NASA wants 60-mile-long tethers to fling spacecraft from low-Earth orbit into interplanetary space, without the need for propellant.
NASA is researching technology that would push and pull satellites around in space using nothing more than a long cable.
If your mind went immediately to space elevators, let me quickly kill that idea: Space tethers are sort of related, but wouldn't actually tether a cable from space all the way to the ground. (The cord would probably be made of graphene or some sort of carbon fiber; what to make the cable out of is the biggest technological holdup to space elevators.)
Instead, the administration is suggesting that electromagnetic tethers on already-orbiting or space bound satellites could be used to move a spacecraft in space without any propellant whatsoever.

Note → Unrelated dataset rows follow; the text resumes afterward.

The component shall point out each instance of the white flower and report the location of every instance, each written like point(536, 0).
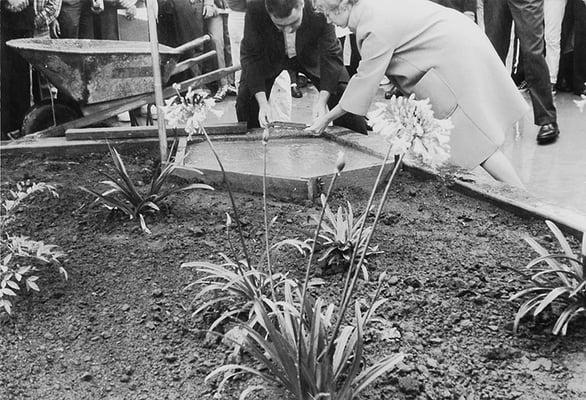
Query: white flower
point(189, 111)
point(409, 126)
point(581, 103)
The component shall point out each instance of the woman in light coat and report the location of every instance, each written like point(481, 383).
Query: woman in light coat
point(436, 53)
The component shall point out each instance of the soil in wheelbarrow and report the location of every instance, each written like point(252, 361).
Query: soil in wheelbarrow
point(121, 327)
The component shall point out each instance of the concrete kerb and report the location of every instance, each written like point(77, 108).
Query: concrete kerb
point(504, 196)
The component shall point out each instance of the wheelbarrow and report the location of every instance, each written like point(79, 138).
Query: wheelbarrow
point(98, 79)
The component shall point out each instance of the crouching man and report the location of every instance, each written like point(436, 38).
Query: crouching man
point(290, 34)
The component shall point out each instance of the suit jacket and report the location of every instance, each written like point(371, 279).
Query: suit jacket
point(460, 5)
point(263, 54)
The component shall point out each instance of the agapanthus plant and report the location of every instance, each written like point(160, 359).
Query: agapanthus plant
point(188, 111)
point(410, 127)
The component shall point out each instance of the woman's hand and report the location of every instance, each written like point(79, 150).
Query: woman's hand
point(264, 115)
point(319, 125)
point(55, 29)
point(319, 110)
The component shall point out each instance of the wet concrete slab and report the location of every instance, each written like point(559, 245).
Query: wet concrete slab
point(555, 174)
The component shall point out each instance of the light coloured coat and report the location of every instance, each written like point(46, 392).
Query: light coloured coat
point(436, 53)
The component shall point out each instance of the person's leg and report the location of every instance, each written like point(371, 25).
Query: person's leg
point(68, 18)
point(215, 28)
point(501, 169)
point(553, 13)
point(236, 31)
point(497, 25)
point(107, 24)
point(86, 21)
point(15, 82)
point(579, 73)
point(528, 18)
point(246, 105)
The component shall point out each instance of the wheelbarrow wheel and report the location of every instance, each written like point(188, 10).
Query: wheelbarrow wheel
point(40, 116)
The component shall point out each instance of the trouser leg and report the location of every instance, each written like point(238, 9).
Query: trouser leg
point(579, 75)
point(69, 17)
point(215, 27)
point(15, 83)
point(553, 14)
point(236, 31)
point(528, 18)
point(497, 25)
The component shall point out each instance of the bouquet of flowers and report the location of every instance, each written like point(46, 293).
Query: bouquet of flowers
point(410, 126)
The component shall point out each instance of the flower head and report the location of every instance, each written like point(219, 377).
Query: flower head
point(409, 125)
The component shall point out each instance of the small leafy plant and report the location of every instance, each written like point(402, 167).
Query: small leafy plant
point(300, 342)
point(21, 256)
point(340, 234)
point(557, 280)
point(234, 285)
point(122, 193)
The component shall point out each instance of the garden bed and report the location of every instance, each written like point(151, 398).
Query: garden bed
point(121, 327)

"Space tether assist is the concept of using a rotating tether anchored in space, which can be used to catch upper stages or payloads and impart orbital momentum to elevate them to orbit," NASA wrote in its "Technology Roadmap," a series of papers in which the agency discusses emerging technology and their feasibility. The purpose of the roadmap is to inspire contractors, researchers, and companies to apply for NASA grants, prize money, and contracts to actually develop the tech.
At first, the tethers won't actually be able to connect to anything. Instead, it's a conductive wire that, using the Earth's magnetic field, automatically generates energy thanks to its orbital velocity. That energy can then be used to push the spacecraft around. It looks something like the image on this page.

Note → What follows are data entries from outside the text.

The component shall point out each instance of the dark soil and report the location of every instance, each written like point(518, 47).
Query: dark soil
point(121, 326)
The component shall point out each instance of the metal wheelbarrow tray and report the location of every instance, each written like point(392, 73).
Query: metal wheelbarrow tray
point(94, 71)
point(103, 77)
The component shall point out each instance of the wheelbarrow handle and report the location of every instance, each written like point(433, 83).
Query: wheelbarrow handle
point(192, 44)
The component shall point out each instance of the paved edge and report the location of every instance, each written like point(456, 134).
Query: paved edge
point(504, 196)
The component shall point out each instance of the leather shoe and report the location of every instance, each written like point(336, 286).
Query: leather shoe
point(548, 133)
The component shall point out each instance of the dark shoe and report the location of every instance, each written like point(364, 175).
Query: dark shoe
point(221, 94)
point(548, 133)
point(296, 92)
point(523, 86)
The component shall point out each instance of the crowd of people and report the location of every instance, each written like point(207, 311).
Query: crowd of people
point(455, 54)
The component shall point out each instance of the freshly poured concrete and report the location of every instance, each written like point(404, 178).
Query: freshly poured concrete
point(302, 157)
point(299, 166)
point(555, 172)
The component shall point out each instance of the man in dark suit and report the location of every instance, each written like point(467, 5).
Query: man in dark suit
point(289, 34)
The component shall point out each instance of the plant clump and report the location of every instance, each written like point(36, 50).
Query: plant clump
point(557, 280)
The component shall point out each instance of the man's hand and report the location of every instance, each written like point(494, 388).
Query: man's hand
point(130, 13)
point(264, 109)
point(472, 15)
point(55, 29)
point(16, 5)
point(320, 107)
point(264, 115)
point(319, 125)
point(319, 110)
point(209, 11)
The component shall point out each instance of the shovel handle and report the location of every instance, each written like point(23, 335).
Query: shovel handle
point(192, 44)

A joint paper between NASA, the Smithsonian Astrophysical Observatory, and the University of Michigan detailed how it would work. Essentially, electromagnetic current would flow from one end of the tether to the other and would be used to transfer energy from the tether to the spacecraft, which could then go up or down.
"Propulsion is accomplished by converting the magnetic force on the tether current into propulsive or drag thrust to either increase or decrease the orbital energy of the spacecraft system," the researchers wrote.
The tether could then be used to deorbit out-of-use spacecraft, push spacecraft from low Earth orbit into higher orbits, or even push spacecraft out of Earth's orbit altogether.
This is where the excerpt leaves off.